Wirkstoffe zur Prävention
Da die Empfindlichkeiten in den offenen Dentintubulis entstehen, ist es sinnvoll, diese zu verschließen. Für den häuslichen Gebrauch, zur Prävention, werden eine Vielzahl von Produkten in Form von Zahnpasten und Mundspüllösungen angeboten. Die Wirkstoffe, die hier zum Einsatz kommen, sind z. B. Oxalat, Hydroxylapatit, Arginin in Kombination mit Kalziumcarbonat (Pro Arginin), Kaliumnitrat, Zinnfluorid und Zink Carbonat. Durch das tägliche Zähneputzen oder Spülen, setzen sich die Wirkstoffe in den Dentinkanälchen ab und verhindern so eine Reizübertragung an den Zahnnerven. Zu beachten ist bei den Mundhygienemaßnahmen, dass eine adäquate und schonende Reinigung der Zähne durchgeführt werden muss. Eine weiche Zahnbürste, in Kombination mit einer wenig abrasiven Zahnpasta, sollte das Mittel der Wahl sein, um Zahnputzdefekten vorzubeugen.
Wirkstoffe zur Therapie
Ist der Leidensdruck des Patienten groß, kann eine dreimonatige Kur mit einer rezeptpflichtigen Zahnpasta verschrieben werden. Der Fluoridanteil liegt bei 5.000 ppm Natriumfluorid. Die Anwendung beruht auf den 3Ms, das heißt: drei Monate, dreimal täglich für drei Minuten die Zähne mit der Zahnpasta putzen. In der Zahnarztpraxis werden die überempfindlichen Zähne mit sogenannten Desensitizern behandelt. Lacke mit Inhaltsstoffen wie Polyethylene glycol dimethacrylate und Glutaraldehyd werden auf die betroffenen Stellen aufgetragen. Der gesäuberte Zahn bzw. die Dentinkanälchen werden vor dem Auftragen mit dem Luftstrom der Mehrfunktionsspritze getrocknet, damit die Wirkstoffe des Lackes in diese eindringen können und die Tubuli verschließen. Das Produkt wird für einige Sekunden mit einem Pinsel, Applikator o. ä. aufgetragen. Anschließend wird die Oberfläche mit einem Luftstrom getrocknet und der Patient sollte den Mund mit reichlich Wasser ausspülen. Ebenfalls bewährt hat sich ein hochdosierter Fluoridlack mit 22.600 ppm Natriumfluorid. Die Behandlung mit einem Laser soll die Verschließung oder Verengung der Dentintubuli, wodurch eine Schutzschicht über den Nervenendigungen gebildet wird, bewirken. Ebenfalls scheint die Laserbehandlung die Nervenübertragungsfähigkeit zu verringern und sich somit schmerzstillend auf den Zahnnerv auszuwirken.
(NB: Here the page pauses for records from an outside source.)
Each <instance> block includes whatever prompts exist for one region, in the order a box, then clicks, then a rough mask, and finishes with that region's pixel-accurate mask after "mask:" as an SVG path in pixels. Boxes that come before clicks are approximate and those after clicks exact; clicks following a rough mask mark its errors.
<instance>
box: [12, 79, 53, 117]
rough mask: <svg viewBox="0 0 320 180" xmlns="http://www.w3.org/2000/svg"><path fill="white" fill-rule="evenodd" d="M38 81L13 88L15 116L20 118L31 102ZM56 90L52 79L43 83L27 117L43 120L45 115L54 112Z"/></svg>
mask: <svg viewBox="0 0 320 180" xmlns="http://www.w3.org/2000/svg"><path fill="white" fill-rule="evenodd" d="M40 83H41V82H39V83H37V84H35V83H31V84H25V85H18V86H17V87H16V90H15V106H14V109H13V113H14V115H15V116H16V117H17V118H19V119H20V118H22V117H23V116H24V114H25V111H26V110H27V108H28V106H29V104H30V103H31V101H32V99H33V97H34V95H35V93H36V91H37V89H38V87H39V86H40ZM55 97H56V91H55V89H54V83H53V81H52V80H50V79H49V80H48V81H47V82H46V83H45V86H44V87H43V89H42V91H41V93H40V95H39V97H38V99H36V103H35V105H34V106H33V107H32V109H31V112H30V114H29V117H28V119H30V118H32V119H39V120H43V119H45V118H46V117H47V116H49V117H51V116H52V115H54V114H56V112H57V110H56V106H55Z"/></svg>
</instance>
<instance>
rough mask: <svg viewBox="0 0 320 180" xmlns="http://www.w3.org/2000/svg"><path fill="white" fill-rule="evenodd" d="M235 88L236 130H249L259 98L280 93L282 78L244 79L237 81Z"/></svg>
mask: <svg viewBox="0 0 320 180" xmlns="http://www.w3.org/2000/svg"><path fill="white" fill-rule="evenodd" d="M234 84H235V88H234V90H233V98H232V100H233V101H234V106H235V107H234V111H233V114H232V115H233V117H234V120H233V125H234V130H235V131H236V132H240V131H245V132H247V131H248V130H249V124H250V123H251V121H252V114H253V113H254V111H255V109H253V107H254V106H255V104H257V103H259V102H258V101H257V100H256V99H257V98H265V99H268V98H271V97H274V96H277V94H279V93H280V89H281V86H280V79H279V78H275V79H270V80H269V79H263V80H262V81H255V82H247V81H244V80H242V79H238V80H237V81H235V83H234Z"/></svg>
Wiederherstellende Maßnahmen
Sollten all diese Maßnahmen nicht den gewünschten Erfolg und die erhoffte Linderung bringen, sind wiederherstellende Maßnahmen indiziert. Hierbei wird der Zahn minimalinvasiv durch typische Füllungsmaterialien in Adhäsivtechnik rekonstruiert. Eine Überkronung oder gar eine endodontische Behandlung des empfindlichen Zahnes kann indiziert sein, sollte aber vom Zahnarzt/von der Zahnärztin abgeklärt und nur als letzter Schritt in Betracht gezogen werden.